Post #1364: We have to start discussing Omicron and the F-word

Posted on December 22, 2021

 

The F-word in this case being flu.

This whole debate about how COVID-19 compares to influenza has been so poisoned by the nut-o-verse that it’s hard to have a rational conversation about it.

But things have changed a lot since that early disinformation regarding COVID being no worse than flu.

COVID hospitalization and mortality rates in the U.S. have fallen since that initial New-York-centered outbreak.  And now, it appears that the latest mutation of the virus is resulting in far fewer hospitalizations and deaths.

And so, what was once a right-wing fantasy (“no worse than the flu”) is, in my opinion, no longer so far fetched.

Without beating this into the ground, I’m just going to show you the numbers that have me thinking about this.

First, you have to look up what the CDC gives for the closest analogs of case hospitalization rate and case mortality rate for the flu.  You can find the CDC estimates at this link.

There are significant differences in methods between a “case hospitalization” or “case mortality” rate for COVID versus the flu.  For COVID, a case is a formally diagnosed case — more or less, a positive test result.  By contrast, the CDC’s “case” for flu is an estimate of all symptomatic cases.  So the denominators differ.  One is all persons with a positive test, the other is an estimate of all persons that had symptomatic disease.

The deaths for COVID are fairly straightforward, but deaths for flu involves considerable estimation, as reporting of flu diagnoses on death certificates is not as clear-cut.

So there are difference in methods.

That said, let me just lay out what appear to be the facts.

Per the CDC, eyeballing their chart, I estimate the following for a typical flu season:

  • Flu case hospitalization rate 1.2%
  • Flu case mortality rate 0.1%

For Delta, most recently, this is my recollection of the current rates:

  • Delta case hospitalization rate 6.5%
  • Delta case mortality rate 1.2%

If those aren’t exactly right, they’re close.

But now, per the South African study released today , the current estimate is that Omicron has about one-fifth the case hospitalization rate of Delta.  If that’s true, then for the U.S., we should eventually find that:

  • Estimated Omicron case hospitalization rate, 1.2%

Compare to flu above.

Further, I’ve already noted the near-total lack of deaths in South Africa from Omicron.  So while I won’t attempt a formal case-rate calculation, it’s not beyond the pale to suggest that the Omicron case mortality rate is at least 80% lower than Delta, if not more.

Let me sum up.

Once upon a time, nobody was vaccinated against COVID, nobody had any immunity, and there were no effective treatments for it.  Hospitals didn’t really know how to treat it.  By contrast, just about everyone except newborns had some prior exposure to flu, 60% of the population got a modestly-effective vaccine each year, and hospitals had decades of experience treating the worst cases.  During the initial outbreak, in the U.S., the case hospitalization rate for COVID was easily 10x that of flu, case mortality rate was nearly 100x that of flu.  At that time, people who said that COVID was no worse than flu were just flaming idiots.

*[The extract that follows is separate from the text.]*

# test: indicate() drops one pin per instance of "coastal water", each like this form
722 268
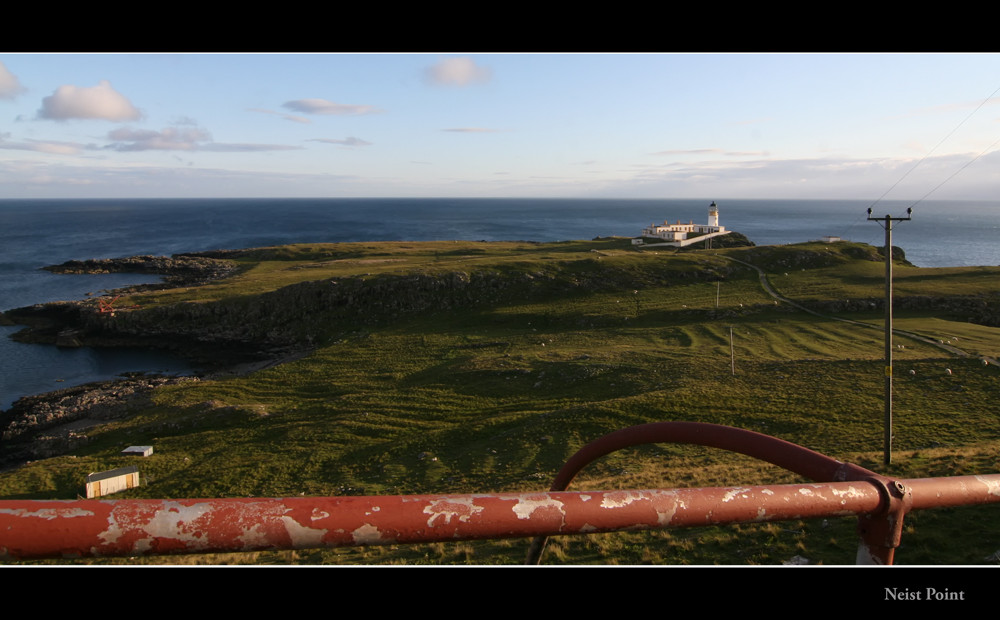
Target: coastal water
36 233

At present, most are vaccinated for COVID, others have some immunity via prior infection, hospitals have gotten considerably better at treating it, and there are some modestly effective treatments (monoclonal antibodies, anti-viral-replication drugs) available.  Even then, with that, if you’d said Delta is no worse then flu, you’d have been an idiot.

Looking forward, if Omicron really results in cases with such lower average severity, you know, I don’t think I’m at all crazy for saying that Omicron’s case hospitalization and case mortality rates are starting to look flu-like.

There’s still an issue of total illness burden.  Not just because a third of our population still has no immunity to it.  But also because there is no comparison in this simple-minded analysis that looks at the average symptomatic-but-non-hospitalized case.  Nobody talks about “long flu”, for example, but “long COVID” is a real thing.

That said, at some point, it looks like we’ve going to have to live with this in circulation.  Assuming Omicron sticks around, and the South African estimates pan out, we probably need to start thinking of this the same way as flu.  Get your vaccine every fall, stay home if you’re sick, and hope for the best.

I hope it remains legal and customary to wear face masks during winter flu/COVID season.  This is common in Asian countries, and in hindsight now just seems like common sense.  I don’t want to be denied the right to give myself a little extra protection.

But the bottom line is that if it reaches the point where the risks from flu and COVID are not so different, and the population has some resistance to it, we’re going to have to start using the F-word in this context, and just ignore the history behind that.